Camerin Courtney (Christianity Today Movies) says it's "simply a fun romantic comedy." But she concludes, "The original is classier, deeper, more poignant. Find it. Rent it. You'll love it." She points out that Chelsom's remake "eventually packs a refreshingly pro-marriage message" in spite of some "gratuitous," revealing costumes and glimpses of "dirty dancing."
Steven D. Greydanus (Decent Films) says the screenwriter "can't translate what is essentially a Japanese identity crisis into American terms. Fans of the original will find the remake pointlessly dumbed down and at times needlessly crass." Still, he concludes that the movie "manages to be fitfully entertaining and ultimately even charming. How often does a Hollywood romantic comedy celebrate romance between a middle-aged couple in a longtime marriage?"
Michael Elliott (Movie Parables) says, "Although the American remake does not reach the joyous heights of the foreign film, it remains a delightful experience. For those familiar with the original film, it make take a bit longer to be drawn into the remake and stop making comparisons, but eventually the actors and director Peter Chelsom win out and win us over with a breezy, lightweight and happy little movie all their own."
Andrew Coffin (World) writes, "The first two-thirds of Dance have the breezy feel of a successfully polished romantic comedy … but there's an uneasy undercurrent that results from the married John's excessive interest in Paulina. The longer the film runs, the more the problematic this becomes—it's a serious, damaging choice, if made, that doesn't fit with the light tone." Coffin is pleased with the film's unconventionally moral conclusion, but dismayed by the final moments, which are "all over the map. Restraint, many in Hollywood fail to realize, can be a virtue."
Rhonda Handlon (Plugged In) says the movie "comes out … on the side of marriage." But she's concerned that one of John's fellow students "discovers" that "he's attracted to other men, implying that each end is acceptable and appropriate. It's a very minor plot point, but together with exasperating sexual jokes and spurts of foul language, it adds quite a bit of klutziness to what might have been a beautifully choreographed routine."

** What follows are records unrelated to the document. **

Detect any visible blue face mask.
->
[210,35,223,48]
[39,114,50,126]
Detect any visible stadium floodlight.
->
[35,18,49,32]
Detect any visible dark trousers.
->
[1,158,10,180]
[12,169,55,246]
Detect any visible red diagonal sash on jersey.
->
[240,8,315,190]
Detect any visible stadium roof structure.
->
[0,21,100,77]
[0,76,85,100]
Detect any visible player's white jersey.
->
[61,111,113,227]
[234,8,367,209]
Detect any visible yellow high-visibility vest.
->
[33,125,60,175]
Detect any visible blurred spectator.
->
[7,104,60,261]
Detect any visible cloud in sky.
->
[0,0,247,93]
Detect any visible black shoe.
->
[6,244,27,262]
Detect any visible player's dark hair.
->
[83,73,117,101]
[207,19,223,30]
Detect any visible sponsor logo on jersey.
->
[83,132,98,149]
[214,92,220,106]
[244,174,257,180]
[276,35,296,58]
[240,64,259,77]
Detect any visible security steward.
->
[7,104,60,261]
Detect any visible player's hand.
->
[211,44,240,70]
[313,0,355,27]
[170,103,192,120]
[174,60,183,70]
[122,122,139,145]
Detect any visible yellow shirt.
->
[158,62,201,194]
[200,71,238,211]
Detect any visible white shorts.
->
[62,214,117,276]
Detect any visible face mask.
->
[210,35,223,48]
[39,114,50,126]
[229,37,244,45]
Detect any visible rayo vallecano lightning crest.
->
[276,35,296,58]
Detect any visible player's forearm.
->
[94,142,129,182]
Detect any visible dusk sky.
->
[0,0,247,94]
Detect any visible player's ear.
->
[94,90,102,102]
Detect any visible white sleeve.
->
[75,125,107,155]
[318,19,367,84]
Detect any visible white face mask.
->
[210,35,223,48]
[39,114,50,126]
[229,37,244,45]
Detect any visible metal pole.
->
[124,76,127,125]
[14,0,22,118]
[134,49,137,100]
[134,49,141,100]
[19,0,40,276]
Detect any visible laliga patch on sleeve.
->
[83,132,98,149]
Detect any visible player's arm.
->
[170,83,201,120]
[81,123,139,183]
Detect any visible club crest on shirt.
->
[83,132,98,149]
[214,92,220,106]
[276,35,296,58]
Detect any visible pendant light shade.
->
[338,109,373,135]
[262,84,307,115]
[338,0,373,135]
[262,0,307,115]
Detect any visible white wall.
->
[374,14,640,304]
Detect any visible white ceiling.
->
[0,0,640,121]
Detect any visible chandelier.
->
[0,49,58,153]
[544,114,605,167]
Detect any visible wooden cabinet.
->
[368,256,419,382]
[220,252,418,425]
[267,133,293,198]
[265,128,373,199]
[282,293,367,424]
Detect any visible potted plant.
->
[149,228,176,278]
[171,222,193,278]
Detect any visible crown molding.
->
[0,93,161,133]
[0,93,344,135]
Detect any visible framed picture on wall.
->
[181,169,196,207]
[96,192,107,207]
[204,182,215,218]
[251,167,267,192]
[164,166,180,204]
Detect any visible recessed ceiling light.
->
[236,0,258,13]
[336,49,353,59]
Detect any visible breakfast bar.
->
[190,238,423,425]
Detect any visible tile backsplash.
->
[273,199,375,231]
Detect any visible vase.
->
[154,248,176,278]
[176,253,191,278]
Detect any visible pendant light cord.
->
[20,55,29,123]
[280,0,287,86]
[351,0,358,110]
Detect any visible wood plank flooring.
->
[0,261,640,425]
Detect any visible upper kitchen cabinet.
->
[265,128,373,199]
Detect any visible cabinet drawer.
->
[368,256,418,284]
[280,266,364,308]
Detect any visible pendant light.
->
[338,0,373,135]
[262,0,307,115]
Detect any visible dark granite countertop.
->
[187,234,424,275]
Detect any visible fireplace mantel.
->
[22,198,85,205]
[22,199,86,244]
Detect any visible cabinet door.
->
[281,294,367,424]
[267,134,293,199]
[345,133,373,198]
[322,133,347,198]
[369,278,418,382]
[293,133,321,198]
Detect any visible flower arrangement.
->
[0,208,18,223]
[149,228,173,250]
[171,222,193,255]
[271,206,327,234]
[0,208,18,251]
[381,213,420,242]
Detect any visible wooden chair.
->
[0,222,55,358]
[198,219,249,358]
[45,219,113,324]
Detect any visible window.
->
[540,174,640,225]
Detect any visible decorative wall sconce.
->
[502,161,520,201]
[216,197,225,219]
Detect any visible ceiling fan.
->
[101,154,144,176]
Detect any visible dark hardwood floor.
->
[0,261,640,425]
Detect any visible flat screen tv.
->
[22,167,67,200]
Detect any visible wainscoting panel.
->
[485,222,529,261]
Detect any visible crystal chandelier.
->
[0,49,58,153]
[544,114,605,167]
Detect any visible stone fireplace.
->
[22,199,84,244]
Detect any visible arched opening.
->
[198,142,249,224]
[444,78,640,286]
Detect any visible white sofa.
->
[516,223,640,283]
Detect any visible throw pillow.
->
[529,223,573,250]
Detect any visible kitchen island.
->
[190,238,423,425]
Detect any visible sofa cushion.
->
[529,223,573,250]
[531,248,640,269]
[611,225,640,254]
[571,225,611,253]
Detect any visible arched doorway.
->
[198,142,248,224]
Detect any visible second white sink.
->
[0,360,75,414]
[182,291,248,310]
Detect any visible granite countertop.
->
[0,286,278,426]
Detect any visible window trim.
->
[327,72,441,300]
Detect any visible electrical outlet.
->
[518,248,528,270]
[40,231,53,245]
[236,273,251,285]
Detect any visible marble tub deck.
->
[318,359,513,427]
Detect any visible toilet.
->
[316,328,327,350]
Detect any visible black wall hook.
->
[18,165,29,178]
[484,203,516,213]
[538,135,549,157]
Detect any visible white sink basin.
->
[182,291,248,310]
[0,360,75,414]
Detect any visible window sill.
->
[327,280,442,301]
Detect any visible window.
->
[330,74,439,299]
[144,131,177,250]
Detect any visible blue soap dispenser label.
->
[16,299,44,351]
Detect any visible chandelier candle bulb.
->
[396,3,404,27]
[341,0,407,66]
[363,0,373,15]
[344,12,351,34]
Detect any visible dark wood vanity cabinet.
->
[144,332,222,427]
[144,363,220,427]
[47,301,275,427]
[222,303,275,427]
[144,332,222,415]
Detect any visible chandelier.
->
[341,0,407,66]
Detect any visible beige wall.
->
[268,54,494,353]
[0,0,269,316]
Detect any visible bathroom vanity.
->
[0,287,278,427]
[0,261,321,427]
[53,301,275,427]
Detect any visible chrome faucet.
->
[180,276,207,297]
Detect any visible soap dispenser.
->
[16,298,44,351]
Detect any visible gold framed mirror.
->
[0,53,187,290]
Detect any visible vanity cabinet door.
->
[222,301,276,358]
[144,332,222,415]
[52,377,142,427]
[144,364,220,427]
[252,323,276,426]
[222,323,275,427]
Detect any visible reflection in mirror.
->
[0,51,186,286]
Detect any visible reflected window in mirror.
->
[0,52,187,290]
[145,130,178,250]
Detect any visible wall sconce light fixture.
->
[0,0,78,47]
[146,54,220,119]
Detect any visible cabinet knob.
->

But Annabelle Robertson (Crosswalk) leaves the theatre dancing. "Do not be afraid! Just because it bears the name Jennifer Lopez doesn't mean it's a bad film … but this film isn't about her, anyway. It's about reigniting your life and your marriage by finding your passion. And it's a delightful, inspiring bit of cinema. The dialogue is funny, with some good laughs, and the acting couldn't be better."
Phil Boatwright (CBN) says, "I really wasn't looking forward to [it] … I simply expected the American version to be a misstep. I was pleasantly surprised. Our hero keeps this new interest a secret from his wife, but, well, I don't want to give anything away. Suffice it to say, this is not about adultery, but about a man finding his way and realizing what he has. Not as dimensional as the foreign version, but it is charming, with delightful performances from several supporting actors. What's more, marriage is lifted up."
Mainstream critics almost unanimously recommend that viewers see the original, but some of them are won over by the remake as well.